Gefördert vom Deutschen Zentrum Kulturgutverluste  

 

 (Marina Krapf / überarbeitet 2020 von Valerie Schoenenberg und 2024 von Laura Kuhn)

 
Kontakt

[1] Die Werkstatt stellt heute unter dem Namen SOMSO anatomische Modelle her.

[2] Siehe dazu den Ausstellungskatalog: Ur- und Frühgeschichte Thüringens: Büttner, W./Dusek, S. (Hrsg.),Ur- und Frühgeschichte Thüringens : Ergebnisse archäologischer Forschung in Text und Bild (Stuttgart 1999).

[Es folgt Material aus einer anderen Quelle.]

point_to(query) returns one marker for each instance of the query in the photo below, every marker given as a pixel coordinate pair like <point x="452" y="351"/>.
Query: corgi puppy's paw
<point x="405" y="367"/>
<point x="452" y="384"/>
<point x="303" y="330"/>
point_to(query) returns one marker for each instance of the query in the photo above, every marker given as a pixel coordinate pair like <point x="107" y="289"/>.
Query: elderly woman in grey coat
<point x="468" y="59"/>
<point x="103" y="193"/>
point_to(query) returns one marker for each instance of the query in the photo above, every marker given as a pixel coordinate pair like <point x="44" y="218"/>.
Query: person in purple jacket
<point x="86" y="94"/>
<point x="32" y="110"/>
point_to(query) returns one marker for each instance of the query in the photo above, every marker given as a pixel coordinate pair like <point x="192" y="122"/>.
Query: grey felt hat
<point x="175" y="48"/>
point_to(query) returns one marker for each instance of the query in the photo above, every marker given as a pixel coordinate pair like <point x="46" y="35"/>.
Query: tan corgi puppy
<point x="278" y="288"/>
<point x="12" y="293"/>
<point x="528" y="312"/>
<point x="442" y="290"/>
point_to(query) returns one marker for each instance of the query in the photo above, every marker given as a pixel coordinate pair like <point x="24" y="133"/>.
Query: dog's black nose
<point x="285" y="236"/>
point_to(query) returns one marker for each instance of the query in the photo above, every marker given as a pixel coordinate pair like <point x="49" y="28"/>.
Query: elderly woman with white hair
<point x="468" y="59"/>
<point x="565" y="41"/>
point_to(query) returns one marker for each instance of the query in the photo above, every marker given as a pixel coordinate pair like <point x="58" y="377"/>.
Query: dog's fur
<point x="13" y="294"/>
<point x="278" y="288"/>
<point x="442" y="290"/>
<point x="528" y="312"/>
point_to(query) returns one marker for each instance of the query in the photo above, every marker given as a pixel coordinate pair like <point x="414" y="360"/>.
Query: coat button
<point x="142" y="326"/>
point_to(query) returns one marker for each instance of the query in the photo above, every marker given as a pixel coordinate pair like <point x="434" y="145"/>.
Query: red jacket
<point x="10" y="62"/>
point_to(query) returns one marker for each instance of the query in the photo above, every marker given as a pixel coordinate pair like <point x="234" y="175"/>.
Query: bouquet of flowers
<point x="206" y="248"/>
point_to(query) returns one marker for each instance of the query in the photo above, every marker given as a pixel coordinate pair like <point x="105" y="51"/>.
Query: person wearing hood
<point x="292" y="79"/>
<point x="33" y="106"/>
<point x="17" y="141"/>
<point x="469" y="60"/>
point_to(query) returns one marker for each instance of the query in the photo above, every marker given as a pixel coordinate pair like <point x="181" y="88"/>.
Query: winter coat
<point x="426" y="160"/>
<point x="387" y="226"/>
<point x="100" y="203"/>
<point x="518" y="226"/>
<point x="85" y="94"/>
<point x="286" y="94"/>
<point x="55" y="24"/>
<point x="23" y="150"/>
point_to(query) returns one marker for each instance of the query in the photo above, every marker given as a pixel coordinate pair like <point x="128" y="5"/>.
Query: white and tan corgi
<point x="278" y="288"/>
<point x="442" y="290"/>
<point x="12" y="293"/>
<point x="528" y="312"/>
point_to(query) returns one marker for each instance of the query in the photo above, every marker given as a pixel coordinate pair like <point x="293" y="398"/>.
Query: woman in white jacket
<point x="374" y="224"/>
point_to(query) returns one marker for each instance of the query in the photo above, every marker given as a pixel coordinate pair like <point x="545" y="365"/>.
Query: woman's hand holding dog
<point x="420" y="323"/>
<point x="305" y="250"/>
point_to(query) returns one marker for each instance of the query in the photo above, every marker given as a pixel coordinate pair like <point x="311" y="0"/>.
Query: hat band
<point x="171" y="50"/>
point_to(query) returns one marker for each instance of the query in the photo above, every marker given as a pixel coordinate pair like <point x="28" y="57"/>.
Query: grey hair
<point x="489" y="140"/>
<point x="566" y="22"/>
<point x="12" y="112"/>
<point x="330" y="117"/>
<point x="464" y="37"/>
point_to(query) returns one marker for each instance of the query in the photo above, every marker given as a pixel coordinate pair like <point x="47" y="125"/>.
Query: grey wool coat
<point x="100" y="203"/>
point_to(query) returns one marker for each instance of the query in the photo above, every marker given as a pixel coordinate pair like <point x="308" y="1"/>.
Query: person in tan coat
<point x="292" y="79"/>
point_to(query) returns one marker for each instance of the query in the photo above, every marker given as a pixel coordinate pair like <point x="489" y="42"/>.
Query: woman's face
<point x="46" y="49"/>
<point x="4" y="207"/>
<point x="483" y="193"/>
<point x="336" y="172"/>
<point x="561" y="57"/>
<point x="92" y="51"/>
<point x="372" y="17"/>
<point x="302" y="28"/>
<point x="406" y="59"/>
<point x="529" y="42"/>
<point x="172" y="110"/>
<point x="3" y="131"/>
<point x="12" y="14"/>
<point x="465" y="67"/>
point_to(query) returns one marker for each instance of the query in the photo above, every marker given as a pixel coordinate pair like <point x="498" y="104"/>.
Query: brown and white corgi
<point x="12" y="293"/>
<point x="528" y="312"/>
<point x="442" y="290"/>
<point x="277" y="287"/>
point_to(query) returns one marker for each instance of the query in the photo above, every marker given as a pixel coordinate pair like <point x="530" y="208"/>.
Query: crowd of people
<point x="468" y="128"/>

[3] Krapf, M/Brabant, J./Kuhn, L., Die Lehrsammlung des Instituts für Ur- und Frühgeschichte der Universität Freiburg und ihre badischen Funde, in: Archäologische Nachrichten aus Baden, Heft 83, 2011, 51-58.

[4] Kohle, M./Kuhn, L./Zimmermann, A., Von der Axt zur Zwiebelknopffibel. Die Lehrsammlung der Abteilungen für Ur- und Frühgeschichte und Archäologie des Mittelalters der Universität Freiburg, in: Archäologische Nachrichten aus Baden, Heft 95, 2019, 36-50.